- French:: Commission mixte de coopération régionale
- Atlantic Canada and Saint Pierre and Miquelon in North America.
- Headquarters: Moncton, New Brunswick and Saint-Pierre, Saint Pierre and Miquelon
- Official languages: English; French;
- Type: Intergovernmental organization
- Membership: New Brunswick, Nova Scotia, Newfoundland and Labrador, Prince Edward Island and Saint Pierre and Miquelon

Leaders
- • Copresident: Laura Lee Langley (representative of ACOA)
- • Copresident: Bruno André (prefect of Saint Pierre and Miquelon)

Establishment
- • 1994 Franco-Canadian Agreement signed: 2 December 1994 (31 years ago)

Area
- • Total: 503,169 km^{2} (194,275 sq mi)
- Website www.canada.ca/en/atlantic-canada-opportunities/corporate/atlantic-canada-saint-pierre-miquelon.html

= Regional Joint Cooperation Commission =

The Regional Joint Cooperation Commission (in French: Commission mixte de coopération régionale) is an intergovernmental organization created by Canada and France following the signing and implementation of the Franco-Canadian agreement of 2 December 1994 for the development of regional cooperation between the four Atlantic Canadian provinces and the territorial collectivité of Saint Pierre and Miquelon.

The Commission meets once a year, alternately in Saint Pierre and Miquelon and the Atlantic Canadian provinces.

== History ==
On December 2, 1994, the Federal Government of Canada and the Government of the French Republic signed the Agreement between the Government of Canada and the Government of the French Republic on the Development of Regional Cooperation between the Canadian Atlantic Provinces and the French Territorial Community of Saint-Pierre and Miquelon, creating a Joint Commission on Regional Cooperation.
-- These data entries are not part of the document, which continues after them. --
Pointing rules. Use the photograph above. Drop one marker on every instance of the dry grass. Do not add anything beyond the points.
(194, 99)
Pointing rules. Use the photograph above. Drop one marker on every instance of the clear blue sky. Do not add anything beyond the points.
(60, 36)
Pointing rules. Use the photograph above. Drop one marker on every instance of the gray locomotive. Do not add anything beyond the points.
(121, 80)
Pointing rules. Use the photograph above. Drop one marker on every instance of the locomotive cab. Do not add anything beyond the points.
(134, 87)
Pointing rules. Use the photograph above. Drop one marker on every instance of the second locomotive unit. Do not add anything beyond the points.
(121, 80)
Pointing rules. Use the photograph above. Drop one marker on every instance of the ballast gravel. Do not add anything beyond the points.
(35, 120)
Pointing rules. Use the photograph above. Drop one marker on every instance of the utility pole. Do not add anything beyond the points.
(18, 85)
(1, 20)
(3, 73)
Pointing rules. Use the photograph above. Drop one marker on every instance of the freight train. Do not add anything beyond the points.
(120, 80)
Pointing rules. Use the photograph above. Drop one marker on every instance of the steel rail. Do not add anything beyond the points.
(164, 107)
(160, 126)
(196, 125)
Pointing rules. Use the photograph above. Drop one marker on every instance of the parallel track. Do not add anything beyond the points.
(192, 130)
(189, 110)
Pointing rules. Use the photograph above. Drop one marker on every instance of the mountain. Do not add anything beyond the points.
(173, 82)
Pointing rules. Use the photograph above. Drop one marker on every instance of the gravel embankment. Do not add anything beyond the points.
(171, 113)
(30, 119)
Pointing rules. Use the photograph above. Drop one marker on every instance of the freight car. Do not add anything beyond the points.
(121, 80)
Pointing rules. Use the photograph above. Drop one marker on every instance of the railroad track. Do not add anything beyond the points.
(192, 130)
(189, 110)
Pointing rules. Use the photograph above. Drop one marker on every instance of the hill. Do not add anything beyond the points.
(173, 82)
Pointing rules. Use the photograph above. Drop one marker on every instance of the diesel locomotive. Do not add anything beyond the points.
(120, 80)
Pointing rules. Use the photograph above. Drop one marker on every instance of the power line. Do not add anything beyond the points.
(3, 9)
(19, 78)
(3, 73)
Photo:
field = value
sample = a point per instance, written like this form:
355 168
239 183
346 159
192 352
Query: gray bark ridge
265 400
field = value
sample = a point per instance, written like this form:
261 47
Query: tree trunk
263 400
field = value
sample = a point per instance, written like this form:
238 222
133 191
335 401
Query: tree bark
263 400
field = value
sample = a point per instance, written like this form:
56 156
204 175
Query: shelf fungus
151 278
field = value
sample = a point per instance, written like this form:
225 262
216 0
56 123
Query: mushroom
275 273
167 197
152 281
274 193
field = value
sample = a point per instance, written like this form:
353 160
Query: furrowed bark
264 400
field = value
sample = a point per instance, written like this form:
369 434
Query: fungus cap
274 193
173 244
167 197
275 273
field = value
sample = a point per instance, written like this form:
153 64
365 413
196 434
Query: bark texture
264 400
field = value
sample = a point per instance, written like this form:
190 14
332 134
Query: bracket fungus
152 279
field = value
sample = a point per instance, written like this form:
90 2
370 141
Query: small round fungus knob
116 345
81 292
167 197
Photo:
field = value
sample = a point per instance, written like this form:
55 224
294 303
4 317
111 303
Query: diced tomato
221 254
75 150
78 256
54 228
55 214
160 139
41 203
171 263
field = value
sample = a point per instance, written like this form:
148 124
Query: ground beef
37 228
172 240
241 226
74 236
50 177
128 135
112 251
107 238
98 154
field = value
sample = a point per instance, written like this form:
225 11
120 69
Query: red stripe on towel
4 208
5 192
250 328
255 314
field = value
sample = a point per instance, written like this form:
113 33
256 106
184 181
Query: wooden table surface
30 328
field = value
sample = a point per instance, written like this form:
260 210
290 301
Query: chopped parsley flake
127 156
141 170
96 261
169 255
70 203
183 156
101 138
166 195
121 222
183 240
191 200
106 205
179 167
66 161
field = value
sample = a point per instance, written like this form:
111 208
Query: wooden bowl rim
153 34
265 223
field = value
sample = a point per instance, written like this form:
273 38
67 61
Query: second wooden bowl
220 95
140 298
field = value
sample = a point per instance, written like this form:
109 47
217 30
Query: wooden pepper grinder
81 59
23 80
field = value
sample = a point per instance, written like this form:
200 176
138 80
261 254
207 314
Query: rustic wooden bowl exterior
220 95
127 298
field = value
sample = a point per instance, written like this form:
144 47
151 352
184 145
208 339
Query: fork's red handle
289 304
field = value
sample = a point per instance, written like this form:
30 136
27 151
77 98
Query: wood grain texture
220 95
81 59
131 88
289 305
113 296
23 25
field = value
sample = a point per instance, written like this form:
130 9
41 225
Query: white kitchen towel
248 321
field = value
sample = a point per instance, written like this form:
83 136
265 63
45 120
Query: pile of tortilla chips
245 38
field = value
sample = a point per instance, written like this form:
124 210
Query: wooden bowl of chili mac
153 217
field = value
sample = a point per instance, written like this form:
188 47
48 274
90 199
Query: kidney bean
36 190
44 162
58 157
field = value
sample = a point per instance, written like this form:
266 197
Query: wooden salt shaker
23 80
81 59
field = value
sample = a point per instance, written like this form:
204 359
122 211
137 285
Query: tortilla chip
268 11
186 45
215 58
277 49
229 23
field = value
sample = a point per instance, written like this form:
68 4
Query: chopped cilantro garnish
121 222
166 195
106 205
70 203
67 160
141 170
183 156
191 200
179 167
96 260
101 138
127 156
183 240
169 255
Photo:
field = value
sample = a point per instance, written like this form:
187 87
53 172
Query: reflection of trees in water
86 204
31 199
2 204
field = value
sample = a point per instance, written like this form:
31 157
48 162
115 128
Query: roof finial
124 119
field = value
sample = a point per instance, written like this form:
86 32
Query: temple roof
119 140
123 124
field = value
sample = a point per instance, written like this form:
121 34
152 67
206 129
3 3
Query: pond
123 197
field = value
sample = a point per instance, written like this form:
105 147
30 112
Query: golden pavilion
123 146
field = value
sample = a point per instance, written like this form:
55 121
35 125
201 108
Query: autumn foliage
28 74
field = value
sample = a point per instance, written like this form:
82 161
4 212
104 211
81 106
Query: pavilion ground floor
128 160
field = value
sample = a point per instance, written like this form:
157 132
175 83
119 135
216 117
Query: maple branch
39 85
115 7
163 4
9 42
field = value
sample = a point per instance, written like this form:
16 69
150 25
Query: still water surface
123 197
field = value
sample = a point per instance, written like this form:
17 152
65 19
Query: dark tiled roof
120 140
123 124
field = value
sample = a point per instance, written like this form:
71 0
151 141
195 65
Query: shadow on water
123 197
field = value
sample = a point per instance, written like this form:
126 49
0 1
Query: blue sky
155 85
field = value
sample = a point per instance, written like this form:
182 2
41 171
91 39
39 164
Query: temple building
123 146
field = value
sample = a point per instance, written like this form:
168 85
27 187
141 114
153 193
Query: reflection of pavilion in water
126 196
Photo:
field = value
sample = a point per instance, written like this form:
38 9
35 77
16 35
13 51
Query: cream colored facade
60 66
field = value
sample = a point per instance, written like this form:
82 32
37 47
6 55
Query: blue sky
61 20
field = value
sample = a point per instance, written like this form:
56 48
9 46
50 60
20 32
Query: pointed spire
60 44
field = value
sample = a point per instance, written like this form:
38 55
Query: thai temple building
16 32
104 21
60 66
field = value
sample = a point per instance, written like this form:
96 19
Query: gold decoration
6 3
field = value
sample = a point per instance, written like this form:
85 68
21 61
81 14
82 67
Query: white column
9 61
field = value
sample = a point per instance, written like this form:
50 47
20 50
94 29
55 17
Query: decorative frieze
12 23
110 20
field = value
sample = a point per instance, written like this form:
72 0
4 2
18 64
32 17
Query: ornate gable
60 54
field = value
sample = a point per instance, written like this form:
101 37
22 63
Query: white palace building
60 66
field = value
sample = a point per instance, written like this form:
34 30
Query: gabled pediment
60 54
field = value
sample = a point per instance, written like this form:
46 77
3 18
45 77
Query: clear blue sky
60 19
Its implementation is entrusted to the Atlantic Canada Opportunities Agency (ACOA) by the Canadian federal government and to the Préfecture of Saint-Pierre and Miquelon by the French government.

On October 13, 2016, Canadian Prime Minister Justin Trudeau and French Prime Minister Manuel Valls committed to a Canada-France enhanced cooperation program to "continue to support the integration of Saint-Pierre and Miquelon into its regional environment".